Зоя в июне благополучно закончила школу и поступила в педагогический институт. Время летело незаметно, только за окном менялся облик университетского скверика, то окрашивая кроны деревьев охрой и киноварью, то укутывая их белым пуховым покрывалом, то украшая нежной зеленью.

Сева защитился первым и целых полгода еле сдерживал распирающее его изнутри чувство превосходства: именно он прошёл стажировку у Хармонда и именно он первым защитил диссертацию! Он с любопытством заглядывал в глаза Глеба, пытаясь уловить хоть слабую тень зависти, которая, по его мнению, должна была глодать душу друга. Но напрасно. Несмотря на то, что у него больше не было перспектив попасть в Бостон из-за смерти Леденёва, а работа над собственной диссертацией затягивалась, Астахов искренне радовался за однокашника и даже прилично напился на банкете после его защиты. И в пьяном виде в обнимку с бокалом коньяка бормотал что-то нечленораздельно-восторженное по поводу Севиного доклада. А виновник торжества поглядывал на него недоверчиво, начиная подозревать своего конкурента в редкой генетической аномалии: у того напрочь отсутствовал ген амбициозности.

Сам же Глеб не торопился, всё дописывая, исправляя, доводя до совершенства свою работу. Защиту назначили на середину апреля. Сева на цыпочках пробрался в аудиторию на доклад диссертанта и притаился на галёрке. Он с интересом смотрел на маститых учёных - членов комиссии, с серьёзным лицами рассевшихся на первом ряду.
Астахов, стоя за кафедрой, в начале доклада волновался, как студент перед госэкзаменом. Это было видно по его бледности. Он даже слегка заикался и произносил слова хриплым голосом, но через пять минут взял себя в руки, сосредоточился и всё пошло, как по маслу. Взгляд его горел, речь лилась ровным потоком, он увлечённо жестикулировал, объясняя свою идею. После доклада профессора не просто задавали ему вопросы, они его пытали, стараясь сбить с толку, цепляясь за мелочи, выискивали спорные моменты, втягивали в дискуссию.
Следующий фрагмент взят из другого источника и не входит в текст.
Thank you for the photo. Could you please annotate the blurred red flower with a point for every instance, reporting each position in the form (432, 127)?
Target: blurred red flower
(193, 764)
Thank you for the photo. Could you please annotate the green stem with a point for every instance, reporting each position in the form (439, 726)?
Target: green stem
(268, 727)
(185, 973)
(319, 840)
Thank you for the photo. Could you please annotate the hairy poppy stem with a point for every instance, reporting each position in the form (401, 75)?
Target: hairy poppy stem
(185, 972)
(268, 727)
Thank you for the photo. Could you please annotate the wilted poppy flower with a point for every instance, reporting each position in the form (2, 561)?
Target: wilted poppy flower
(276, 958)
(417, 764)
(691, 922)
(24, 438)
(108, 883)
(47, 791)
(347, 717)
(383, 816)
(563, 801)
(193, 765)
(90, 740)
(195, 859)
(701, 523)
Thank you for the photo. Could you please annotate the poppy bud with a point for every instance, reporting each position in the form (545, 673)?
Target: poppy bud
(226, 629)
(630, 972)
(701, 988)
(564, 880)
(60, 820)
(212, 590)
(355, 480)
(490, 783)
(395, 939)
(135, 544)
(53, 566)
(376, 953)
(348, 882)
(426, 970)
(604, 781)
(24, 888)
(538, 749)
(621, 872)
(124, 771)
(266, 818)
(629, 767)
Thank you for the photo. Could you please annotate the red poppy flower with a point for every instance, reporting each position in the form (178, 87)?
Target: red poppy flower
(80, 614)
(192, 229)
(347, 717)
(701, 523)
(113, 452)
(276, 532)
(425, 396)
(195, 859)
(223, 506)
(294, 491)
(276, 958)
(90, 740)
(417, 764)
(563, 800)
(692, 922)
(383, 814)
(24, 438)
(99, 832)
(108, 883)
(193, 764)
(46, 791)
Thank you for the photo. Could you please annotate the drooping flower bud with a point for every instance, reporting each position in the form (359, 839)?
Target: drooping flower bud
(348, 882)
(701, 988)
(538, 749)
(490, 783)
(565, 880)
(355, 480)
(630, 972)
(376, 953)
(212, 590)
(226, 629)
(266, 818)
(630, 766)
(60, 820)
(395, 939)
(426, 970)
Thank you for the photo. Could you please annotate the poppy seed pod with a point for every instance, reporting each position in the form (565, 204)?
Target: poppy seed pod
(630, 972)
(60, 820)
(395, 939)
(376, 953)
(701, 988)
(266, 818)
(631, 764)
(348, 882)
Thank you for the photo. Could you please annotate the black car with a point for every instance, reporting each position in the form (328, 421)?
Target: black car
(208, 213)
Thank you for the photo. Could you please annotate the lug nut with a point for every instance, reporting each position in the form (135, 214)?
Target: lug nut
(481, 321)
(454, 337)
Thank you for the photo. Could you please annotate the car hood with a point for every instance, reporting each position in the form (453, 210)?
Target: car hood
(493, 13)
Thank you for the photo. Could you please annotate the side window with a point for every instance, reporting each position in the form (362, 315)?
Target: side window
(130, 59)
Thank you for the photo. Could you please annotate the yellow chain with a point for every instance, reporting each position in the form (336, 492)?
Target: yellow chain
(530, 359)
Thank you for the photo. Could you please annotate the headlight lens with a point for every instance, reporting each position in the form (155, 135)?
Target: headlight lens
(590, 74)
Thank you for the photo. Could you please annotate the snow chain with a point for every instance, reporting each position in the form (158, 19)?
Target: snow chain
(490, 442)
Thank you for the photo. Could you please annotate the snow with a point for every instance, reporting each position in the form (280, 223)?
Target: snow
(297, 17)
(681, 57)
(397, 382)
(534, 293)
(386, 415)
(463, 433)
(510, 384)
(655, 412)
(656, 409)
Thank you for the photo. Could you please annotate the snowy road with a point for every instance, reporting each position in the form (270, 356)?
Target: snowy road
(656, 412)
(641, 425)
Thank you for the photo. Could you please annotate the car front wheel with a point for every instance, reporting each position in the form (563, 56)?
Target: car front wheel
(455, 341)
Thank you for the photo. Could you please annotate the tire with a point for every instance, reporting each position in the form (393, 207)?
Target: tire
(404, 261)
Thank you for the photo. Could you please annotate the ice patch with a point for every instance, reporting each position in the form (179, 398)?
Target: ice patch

Но в результате проголосовали без единого голоса «против»! Что-то мутное и тёмное шевельнулось в душе Севы, когда он услышал результаты голосования, потому что сам он защитился с трудом, с перевесом в один голос «за». Он убедил себя в том, что это не важно! Важно, что защита состоялась. Но видя, как солидные учёные один за другим, как равному, пожимают Астахову руку и поздравляют с блестящей защитой, мысленно заскрипел зубами. Чёрт бы побрал этого Астахова! И совсем разозлился, когда услышал слова профессора Гринцевича:
- Поздравляю вас, Глеб, искренне поздравляю! – произнёс седой профессор, с длинными и худыми, как у аиста, ногами и острым носом, и пожал Астахову руку. – Работа ваша меня действительно впечатлила. Это новое слово в науке! Давно не слышал столь многообещающих докладов. Вы молодец, Глеб. Я рад за вас и за профессора Леденёва. Он вырастил талантливого и перспективного ученика. А мы ведь учились вместе с Алексеем Ивановичем, даже дружили много лет. В последние годы, правда, виделись не часто. Работа, вы же понимаете… - Гринцевич виновато вздохнул. – Я рад познакомиться с вами лично. Буду следить за вашей карьерой с интересом. Если понадобится помощь – обращайтесь.
- Спасибо, Григорий Константинович, - поблагодарил Глеб, смутившись.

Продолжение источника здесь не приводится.